Meaning: What happens in one time interval doesn’t affect what happens in a non-overlapping interval. The process has “no memory” between disjoint time periods.

Example: If a particle moves 2 units right between $t=0$ and $t=1$, this tells us nothing about whether it will move left or right between $t=3$ and $t=4$.

Why it matters: Crucial for mathematical tractability. Allows us to analyze the process in segments and combine results.
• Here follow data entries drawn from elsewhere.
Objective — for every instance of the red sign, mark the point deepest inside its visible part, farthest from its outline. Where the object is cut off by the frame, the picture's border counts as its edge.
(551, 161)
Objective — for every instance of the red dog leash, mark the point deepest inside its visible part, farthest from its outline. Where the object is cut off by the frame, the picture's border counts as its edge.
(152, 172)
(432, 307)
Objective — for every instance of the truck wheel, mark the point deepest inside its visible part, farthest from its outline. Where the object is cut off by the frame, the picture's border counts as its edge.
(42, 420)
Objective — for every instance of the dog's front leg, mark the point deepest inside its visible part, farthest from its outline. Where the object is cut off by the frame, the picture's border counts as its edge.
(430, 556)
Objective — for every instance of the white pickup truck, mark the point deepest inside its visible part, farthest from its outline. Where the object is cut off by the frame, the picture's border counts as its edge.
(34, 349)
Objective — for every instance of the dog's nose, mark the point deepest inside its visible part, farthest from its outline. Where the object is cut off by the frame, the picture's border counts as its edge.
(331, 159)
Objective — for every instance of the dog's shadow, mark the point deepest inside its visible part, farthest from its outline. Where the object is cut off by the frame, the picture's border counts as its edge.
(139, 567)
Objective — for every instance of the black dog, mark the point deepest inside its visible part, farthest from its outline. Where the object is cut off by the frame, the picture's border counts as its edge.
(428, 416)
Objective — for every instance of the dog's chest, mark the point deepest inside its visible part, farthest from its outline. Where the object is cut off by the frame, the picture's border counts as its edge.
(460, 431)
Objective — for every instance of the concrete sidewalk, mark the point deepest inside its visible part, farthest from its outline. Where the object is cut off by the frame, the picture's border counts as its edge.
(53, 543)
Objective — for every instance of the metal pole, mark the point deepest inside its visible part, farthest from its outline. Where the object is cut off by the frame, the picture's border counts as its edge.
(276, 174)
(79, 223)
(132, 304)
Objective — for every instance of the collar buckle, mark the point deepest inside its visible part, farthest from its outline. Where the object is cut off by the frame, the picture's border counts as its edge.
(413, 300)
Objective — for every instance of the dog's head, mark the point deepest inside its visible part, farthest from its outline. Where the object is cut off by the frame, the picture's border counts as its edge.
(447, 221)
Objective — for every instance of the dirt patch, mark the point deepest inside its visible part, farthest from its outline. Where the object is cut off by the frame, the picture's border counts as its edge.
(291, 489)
Property 3: Stationary Gaussian Increments

For any $s < t$:

\[W(t) - W(s) \sim \mathcal{N}(0, t - s)\]

Meaning:

  • Stationary: The distribution depends only on the time difference $(t-s)$, not on absolute time
  • Gaussian: The increment follows a normal distribution
  • Variance grows linearly: $\text{Var}[W(t) - W(s)] = t - s$

Implications:

  • $\mathbb{E}[W(t) - W(s)] = 0$ (zero drift on average)
  • Longer time intervals → larger variance → more spread
  • Since $W(0) = 0$, we have $W(t) \sim \mathcal{N}(0, t)$

Why it matters: Gaussian distributions are mathematically tractable and arise naturally from the Central Limit Theorem (sum of many small random shocks).

Property 4: Continuous Paths

\[W(t) \text{ is continuous in } t \text{ (almost surely)}\]
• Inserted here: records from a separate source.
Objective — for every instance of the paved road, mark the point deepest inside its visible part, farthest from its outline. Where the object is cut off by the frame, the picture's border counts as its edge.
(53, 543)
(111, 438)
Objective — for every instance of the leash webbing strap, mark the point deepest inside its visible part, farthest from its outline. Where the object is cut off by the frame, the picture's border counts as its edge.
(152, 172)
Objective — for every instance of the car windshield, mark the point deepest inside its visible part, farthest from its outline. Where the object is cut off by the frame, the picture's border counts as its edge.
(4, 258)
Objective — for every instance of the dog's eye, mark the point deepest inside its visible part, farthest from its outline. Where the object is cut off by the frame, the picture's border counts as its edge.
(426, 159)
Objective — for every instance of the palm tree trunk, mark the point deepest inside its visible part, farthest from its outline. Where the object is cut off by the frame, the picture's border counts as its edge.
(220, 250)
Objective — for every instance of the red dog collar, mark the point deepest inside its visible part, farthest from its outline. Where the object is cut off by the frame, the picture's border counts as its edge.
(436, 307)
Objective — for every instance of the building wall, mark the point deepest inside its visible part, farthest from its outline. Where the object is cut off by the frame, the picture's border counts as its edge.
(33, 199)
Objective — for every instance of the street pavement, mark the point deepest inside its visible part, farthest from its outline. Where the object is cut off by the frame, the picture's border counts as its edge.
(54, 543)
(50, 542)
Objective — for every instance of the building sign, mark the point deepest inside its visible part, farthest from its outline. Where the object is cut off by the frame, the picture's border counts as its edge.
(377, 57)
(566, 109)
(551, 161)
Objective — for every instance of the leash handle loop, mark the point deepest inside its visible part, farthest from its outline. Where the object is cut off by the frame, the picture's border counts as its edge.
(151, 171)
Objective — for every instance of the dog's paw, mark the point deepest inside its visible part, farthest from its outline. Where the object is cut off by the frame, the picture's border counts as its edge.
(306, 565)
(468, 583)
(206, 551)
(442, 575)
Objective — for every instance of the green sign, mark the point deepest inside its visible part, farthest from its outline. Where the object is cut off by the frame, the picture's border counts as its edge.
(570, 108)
Meaning: Brownian motion paths are continuous functions of time—no jumps or discontinuities. You can draw the path without lifting your pen.

Counterintuitive fact: Despite being continuous, Brownian motion is nowhere differentiable with probability 1. The paths are infinitely “jagged.”

Why it matters: Distinguishes Brownian motion from jump processes (like Poisson processes). Continuity is essential for Itô calculus.

Visual Exploration

Brownian Motion Properties

Figure: Comprehensive visualization of Brownian motion’s mathematical properties. The five panels demonstrate: (1) multiple continuous paths starting from zero, (2) independent increments over non-overlapping intervals, (3) Gaussian distribution of values at different times with variance increasing linearly, (4) scaling property showing equivalence between time-scaling and amplitude-scaling, and (5) quadratic variation converging to T as the partition becomes finer.

Panel Interpretations

Top Panel - Continuous Paths:

  • 8 different realizations of Brownian motion
  • All start at $W(0) = 0$
  • Each follows its own random trajectory
  • Notice the “roughness”—paths change direction constantly

Middle Left - Independent Increments:

  • Single Brownian path with highlighted segments
  • Each colored segment represents $\Delta W_i = W(t_{i+1}) - W(t_i)$
  • The numerical values show the increments
  • These increments are statistically independent

Middle Right - Gaussian Distribution:

  • Histograms show empirical distribution of $W(t)$ at three times
  • Overlaid curves show theoretical $\mathcal{N}(0, t)$ distributions
  • Notice how variance increases with time: $\sigma^2 = t$
  • Perfect match validates the Gaussian increment property

Bottom Left - Scaling Property:

  • Demonstrates self-similarity: $W(ct) \stackrel{d}{=} \sqrt{c} \, W(t)$
  • Time-scaled paths (solid lines) match amplitude-scaled paths (dashed lines)
  • Fundamental to understanding diffusion at different scales

Bottom Right - Quadratic Variation:

  • Shows $\sum [W(t_{i+1}) - W(t_i)]^2$ for increasingly fine partitions
  • Converges to $T$ (the time horizon)
  • This is the mathematical foundation of Itô calculus: $(dW)^2 = dt$

Key Mathematical Properties

Scaling Property

\[W(ct) \stackrel{d}{=} \sqrt{c} \, W(t) \quad \text{for any } c > 0\]

Proof sketch:

  • Left side: $W(ct) - W(0) = W(ct) \sim \mathcal{N}(0, ct)$
  • Right side: $\sqrt{c} \, W(t) \sim \mathcal{N}(0, c \cdot t)$
  • Both have the same distribution!

Physical interpretation: Brownian motion looks statistically the same at different time scales, just stretched or compressed in amplitude.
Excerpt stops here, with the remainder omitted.